Unique to the myth of the Chupacabra is that the most common support for its existence comes from dead bodies locals have either found or shot themselves, the first corpse of a Chupacabra was supposedly being found in 2000. Extensive DNA testing, however, has named these as Coyotes, Dogs and Racoons, usually, with Mange, one alleged Chupacabra even turned out to be a fish. Phyllis Canion is one of the people claiming to have killed a Chupacabra. After failing to catch it on camera, she caught a dead Chupacabra that had been eating her chickens in 2007, and has since had her catch stuffed. She explains the contradictory DNA evidence by suggesting Chupacabra are a rare species of Coyote that live underground. Benjamin Redford describes Texas as a “Chupacabra Factory” and is another active researcher in the legend of El Chupacabra, but with a much less bias view, he spent five years investigating the beast and found simple explanations the most plausible, that the dead livestock can be held accountable to any given wild dog who doesn’t know how to hunt properly.

(Phyllis Canion's stuffed 'Chupacabra')


 Some of the most famous pictures used as evidence, specifically the ‘Chupacabra head on a fence’ (seen below) are easily explained, in 2003 Charlie White took a series of photographs of ‘accidental encounters’ with monsters in urban settings to comment on the torment of society. Many of the mutilated livestock has also been put down to the work of satanic cults, given the surgical precision of the removed organs, eyeballs and tongues – it seems unlikely to be the work of animals. But c’mon, where’s the fun in plausible. Alternative explanations for El Chupacabra has suggested they are a result of secret US government genetic testing, or are extra-terrestrial, considering alien sightings are among the highest in Puerto Rico. 


(Chupacabra head on a fence: Charlie White: 2003)


How do you kill it? Well, clearly there are plenty of Texans who think you can shoot it down like any other animal, but the Chupacabra has also fought Jackie Chan in the ‘Adventures of Jackie Chan’ where it is presented as a werewolf-like curse, with Chan’s friend turning into a Chupacabra on the night of the full moon.
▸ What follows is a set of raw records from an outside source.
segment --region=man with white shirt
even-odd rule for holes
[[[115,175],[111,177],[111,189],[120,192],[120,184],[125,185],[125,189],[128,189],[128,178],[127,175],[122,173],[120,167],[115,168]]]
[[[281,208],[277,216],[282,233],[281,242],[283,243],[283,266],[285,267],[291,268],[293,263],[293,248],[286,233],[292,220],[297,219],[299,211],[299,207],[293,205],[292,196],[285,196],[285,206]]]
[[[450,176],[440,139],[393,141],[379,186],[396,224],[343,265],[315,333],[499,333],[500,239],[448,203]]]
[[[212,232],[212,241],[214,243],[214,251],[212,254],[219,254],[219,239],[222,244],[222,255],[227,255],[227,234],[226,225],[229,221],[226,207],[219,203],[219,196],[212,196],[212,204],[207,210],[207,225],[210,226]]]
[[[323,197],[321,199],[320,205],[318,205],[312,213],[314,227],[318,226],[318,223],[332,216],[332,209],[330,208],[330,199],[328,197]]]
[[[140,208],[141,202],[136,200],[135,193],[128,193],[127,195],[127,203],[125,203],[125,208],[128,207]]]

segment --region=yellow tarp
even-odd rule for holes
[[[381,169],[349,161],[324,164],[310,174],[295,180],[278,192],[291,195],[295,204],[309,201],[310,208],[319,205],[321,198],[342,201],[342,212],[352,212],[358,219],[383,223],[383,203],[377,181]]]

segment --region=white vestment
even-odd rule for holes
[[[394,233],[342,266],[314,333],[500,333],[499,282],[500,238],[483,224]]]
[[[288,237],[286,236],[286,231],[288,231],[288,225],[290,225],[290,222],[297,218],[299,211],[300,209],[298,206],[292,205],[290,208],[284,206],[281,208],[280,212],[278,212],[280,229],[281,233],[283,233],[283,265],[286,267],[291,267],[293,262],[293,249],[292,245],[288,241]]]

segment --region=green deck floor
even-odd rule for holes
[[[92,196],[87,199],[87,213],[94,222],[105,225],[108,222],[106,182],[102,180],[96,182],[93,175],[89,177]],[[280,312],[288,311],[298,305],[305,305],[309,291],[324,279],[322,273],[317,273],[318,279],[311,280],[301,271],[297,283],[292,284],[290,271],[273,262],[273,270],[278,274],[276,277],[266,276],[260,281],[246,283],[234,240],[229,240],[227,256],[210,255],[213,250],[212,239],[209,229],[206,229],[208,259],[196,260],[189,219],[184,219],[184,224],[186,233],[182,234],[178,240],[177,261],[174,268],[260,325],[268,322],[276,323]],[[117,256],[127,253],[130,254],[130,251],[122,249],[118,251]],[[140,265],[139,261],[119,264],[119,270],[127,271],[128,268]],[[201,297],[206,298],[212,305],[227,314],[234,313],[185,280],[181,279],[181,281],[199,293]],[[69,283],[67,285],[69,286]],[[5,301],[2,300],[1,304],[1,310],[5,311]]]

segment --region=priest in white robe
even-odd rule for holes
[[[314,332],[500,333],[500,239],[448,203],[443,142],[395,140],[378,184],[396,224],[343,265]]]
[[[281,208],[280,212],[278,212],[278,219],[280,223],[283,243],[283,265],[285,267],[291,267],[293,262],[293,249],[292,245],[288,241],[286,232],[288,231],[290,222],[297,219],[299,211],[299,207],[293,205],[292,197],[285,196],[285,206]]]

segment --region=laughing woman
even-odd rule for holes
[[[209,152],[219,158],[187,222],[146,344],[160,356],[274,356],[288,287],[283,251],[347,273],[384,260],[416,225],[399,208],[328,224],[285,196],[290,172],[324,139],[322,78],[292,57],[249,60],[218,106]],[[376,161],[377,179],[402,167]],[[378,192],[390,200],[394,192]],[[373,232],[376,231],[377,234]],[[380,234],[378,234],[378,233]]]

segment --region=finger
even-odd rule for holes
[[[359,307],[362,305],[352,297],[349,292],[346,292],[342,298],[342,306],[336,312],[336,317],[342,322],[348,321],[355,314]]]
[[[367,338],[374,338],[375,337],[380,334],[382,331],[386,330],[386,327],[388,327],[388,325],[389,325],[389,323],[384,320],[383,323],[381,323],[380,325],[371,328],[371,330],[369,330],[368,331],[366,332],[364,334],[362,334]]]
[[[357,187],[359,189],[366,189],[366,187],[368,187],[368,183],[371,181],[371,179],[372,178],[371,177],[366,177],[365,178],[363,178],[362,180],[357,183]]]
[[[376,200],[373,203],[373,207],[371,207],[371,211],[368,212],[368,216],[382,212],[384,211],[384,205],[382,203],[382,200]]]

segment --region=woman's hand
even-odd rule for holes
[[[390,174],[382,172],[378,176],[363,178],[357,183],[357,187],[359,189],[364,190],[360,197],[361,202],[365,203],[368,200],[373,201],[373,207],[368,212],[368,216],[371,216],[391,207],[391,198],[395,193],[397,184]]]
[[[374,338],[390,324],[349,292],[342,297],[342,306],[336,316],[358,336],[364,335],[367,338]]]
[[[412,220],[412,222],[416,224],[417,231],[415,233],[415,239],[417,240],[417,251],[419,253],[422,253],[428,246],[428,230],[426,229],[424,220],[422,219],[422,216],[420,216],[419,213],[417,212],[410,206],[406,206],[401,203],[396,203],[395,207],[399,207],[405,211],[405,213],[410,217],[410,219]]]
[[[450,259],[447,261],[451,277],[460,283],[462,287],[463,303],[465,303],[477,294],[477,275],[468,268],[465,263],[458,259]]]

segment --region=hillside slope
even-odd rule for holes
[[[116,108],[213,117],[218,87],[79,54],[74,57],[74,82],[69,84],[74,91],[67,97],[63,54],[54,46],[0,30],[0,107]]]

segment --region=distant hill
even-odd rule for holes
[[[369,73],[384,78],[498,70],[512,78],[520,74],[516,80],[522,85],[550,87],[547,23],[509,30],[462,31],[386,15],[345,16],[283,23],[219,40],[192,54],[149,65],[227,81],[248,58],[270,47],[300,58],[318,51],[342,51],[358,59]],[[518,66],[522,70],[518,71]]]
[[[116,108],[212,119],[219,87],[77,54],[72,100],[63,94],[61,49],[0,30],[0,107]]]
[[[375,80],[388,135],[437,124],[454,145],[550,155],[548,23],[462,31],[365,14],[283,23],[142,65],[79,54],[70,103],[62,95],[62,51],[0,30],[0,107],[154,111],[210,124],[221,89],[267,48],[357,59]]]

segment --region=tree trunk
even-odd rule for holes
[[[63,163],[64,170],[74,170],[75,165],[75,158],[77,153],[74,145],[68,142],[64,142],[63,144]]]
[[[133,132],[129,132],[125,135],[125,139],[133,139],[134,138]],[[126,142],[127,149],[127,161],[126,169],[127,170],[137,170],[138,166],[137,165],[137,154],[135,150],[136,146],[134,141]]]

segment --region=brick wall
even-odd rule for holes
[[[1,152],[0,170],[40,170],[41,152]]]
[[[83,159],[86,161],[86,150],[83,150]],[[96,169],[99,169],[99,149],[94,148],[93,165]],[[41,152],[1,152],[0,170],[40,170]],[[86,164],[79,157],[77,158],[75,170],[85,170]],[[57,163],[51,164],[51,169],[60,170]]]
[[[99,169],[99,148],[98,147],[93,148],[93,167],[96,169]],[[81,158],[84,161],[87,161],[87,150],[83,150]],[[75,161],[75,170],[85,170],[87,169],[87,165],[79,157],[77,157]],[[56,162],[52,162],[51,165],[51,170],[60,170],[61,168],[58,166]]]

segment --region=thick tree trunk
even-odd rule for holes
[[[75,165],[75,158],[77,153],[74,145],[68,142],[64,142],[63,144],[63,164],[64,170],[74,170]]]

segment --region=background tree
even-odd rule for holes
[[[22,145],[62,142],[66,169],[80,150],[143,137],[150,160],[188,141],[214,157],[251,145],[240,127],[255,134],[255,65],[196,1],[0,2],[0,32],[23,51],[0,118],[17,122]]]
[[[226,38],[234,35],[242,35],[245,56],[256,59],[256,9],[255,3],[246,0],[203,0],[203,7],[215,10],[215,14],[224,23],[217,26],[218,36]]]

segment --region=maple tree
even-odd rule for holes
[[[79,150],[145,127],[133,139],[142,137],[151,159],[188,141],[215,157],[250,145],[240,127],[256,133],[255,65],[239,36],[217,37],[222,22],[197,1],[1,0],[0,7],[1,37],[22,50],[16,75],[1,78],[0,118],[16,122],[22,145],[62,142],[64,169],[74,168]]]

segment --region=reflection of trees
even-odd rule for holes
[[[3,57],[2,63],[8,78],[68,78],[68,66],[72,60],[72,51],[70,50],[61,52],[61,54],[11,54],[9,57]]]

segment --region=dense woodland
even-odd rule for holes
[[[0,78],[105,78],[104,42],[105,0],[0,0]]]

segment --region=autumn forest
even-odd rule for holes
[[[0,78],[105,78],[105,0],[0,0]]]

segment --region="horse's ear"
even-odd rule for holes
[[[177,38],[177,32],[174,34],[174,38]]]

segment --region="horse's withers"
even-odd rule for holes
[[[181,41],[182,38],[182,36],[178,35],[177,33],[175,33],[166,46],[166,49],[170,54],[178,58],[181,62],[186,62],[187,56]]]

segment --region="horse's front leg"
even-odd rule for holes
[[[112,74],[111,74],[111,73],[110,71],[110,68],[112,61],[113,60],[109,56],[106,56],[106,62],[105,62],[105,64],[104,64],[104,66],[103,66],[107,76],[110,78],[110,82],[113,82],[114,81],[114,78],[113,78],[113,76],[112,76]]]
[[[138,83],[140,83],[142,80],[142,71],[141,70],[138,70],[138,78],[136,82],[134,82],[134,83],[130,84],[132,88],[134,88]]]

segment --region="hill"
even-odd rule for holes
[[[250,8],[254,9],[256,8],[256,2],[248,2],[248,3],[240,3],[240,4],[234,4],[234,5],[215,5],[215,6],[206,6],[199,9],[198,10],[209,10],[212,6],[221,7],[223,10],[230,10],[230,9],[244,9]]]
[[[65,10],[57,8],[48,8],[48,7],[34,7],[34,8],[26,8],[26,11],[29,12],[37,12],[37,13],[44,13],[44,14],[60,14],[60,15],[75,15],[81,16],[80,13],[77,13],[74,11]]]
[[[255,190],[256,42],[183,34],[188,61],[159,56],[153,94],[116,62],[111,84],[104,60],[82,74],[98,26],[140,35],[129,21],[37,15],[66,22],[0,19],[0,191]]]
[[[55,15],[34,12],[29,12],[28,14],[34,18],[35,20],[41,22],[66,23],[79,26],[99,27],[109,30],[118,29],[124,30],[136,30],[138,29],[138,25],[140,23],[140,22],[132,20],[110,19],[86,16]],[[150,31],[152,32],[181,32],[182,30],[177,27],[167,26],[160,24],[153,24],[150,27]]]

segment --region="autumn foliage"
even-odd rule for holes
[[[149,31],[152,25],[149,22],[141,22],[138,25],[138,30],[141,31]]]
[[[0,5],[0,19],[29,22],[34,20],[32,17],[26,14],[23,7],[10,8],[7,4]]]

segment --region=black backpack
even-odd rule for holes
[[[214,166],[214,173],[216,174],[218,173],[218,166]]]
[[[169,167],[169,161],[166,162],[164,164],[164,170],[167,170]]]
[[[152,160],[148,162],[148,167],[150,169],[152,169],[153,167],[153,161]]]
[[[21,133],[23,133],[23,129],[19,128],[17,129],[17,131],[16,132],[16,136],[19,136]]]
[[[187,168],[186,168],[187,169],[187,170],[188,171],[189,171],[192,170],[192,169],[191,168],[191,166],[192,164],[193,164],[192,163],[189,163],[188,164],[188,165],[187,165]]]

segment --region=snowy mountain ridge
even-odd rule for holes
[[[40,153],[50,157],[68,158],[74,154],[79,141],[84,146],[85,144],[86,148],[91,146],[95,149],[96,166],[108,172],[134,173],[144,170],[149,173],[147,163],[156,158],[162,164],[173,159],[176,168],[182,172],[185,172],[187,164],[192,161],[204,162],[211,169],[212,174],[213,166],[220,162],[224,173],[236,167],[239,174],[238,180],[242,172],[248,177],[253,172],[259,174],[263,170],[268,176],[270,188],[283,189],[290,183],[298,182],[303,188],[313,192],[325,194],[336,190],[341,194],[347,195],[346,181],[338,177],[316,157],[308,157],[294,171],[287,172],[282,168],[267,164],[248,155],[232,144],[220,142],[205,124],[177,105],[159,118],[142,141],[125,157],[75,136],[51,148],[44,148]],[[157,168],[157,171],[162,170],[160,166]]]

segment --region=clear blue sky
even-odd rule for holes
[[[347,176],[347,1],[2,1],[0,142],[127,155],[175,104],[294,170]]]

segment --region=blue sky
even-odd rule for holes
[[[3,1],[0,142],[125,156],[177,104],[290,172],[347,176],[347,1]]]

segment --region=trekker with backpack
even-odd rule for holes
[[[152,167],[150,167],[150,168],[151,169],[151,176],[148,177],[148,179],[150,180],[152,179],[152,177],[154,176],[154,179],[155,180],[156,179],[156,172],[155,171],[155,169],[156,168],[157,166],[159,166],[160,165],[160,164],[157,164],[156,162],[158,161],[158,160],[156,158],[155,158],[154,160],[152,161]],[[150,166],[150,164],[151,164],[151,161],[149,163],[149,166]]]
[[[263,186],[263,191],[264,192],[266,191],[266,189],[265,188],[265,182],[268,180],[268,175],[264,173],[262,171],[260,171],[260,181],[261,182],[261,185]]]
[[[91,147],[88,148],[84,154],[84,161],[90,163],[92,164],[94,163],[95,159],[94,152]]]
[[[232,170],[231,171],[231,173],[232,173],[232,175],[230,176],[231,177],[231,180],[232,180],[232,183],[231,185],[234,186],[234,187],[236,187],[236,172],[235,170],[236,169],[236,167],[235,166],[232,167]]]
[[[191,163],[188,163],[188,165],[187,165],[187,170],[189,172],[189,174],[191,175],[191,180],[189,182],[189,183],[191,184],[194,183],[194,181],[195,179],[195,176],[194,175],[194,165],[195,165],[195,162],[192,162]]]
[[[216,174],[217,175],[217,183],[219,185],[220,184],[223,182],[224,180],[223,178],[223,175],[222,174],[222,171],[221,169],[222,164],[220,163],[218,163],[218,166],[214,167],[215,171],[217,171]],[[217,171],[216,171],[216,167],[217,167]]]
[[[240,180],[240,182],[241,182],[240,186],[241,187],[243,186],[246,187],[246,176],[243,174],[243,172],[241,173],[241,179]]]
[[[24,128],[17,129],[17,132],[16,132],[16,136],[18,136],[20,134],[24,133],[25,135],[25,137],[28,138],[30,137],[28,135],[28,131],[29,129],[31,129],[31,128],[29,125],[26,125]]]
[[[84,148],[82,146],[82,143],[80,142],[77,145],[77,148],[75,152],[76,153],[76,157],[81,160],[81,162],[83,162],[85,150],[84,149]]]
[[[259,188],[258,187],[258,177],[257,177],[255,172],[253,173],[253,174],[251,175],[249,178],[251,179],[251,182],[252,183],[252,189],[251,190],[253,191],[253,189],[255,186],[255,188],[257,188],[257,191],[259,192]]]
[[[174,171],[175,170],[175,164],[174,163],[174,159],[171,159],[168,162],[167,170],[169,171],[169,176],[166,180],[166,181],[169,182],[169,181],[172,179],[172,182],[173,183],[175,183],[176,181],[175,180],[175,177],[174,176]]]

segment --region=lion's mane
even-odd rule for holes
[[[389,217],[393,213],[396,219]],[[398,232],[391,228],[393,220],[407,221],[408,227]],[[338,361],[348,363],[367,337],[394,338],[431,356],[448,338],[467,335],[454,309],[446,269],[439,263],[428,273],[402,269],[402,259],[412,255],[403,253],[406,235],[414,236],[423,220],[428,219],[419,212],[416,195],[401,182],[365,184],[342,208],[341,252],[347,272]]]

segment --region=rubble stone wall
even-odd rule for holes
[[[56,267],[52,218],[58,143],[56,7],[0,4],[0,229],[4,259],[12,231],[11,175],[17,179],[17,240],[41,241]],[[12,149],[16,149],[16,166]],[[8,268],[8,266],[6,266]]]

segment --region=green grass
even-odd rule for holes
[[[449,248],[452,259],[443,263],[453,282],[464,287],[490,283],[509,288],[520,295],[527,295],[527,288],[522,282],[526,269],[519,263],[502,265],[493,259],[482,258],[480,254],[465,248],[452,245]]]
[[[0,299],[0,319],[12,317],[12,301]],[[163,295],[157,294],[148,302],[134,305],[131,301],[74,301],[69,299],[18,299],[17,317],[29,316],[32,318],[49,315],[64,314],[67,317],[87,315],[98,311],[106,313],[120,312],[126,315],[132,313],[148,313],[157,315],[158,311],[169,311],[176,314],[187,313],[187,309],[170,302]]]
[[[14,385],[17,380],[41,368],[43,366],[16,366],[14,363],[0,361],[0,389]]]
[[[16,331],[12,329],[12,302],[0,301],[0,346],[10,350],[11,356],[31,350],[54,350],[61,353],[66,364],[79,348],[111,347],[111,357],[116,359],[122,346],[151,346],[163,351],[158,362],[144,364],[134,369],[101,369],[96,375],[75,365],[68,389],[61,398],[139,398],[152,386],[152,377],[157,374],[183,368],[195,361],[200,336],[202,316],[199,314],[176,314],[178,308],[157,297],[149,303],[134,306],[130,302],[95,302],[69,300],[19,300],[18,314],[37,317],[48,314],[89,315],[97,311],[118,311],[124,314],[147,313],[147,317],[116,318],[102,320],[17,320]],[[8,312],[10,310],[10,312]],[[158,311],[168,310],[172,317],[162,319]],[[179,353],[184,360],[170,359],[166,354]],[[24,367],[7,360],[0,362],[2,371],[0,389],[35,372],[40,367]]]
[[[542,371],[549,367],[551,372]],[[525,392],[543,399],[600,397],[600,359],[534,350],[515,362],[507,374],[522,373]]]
Admittedly, this might not be a complete oversimplification of the myth, as they do share some similarities. Werewolves have also been blamed for the death of livestock, drained blood and missing organs over the centuries, however, this applies to most mythical creatures. Other than the additional theory that Chupacabra can shapeshift, there is little other evidence that they could be sitting next to us on the bus.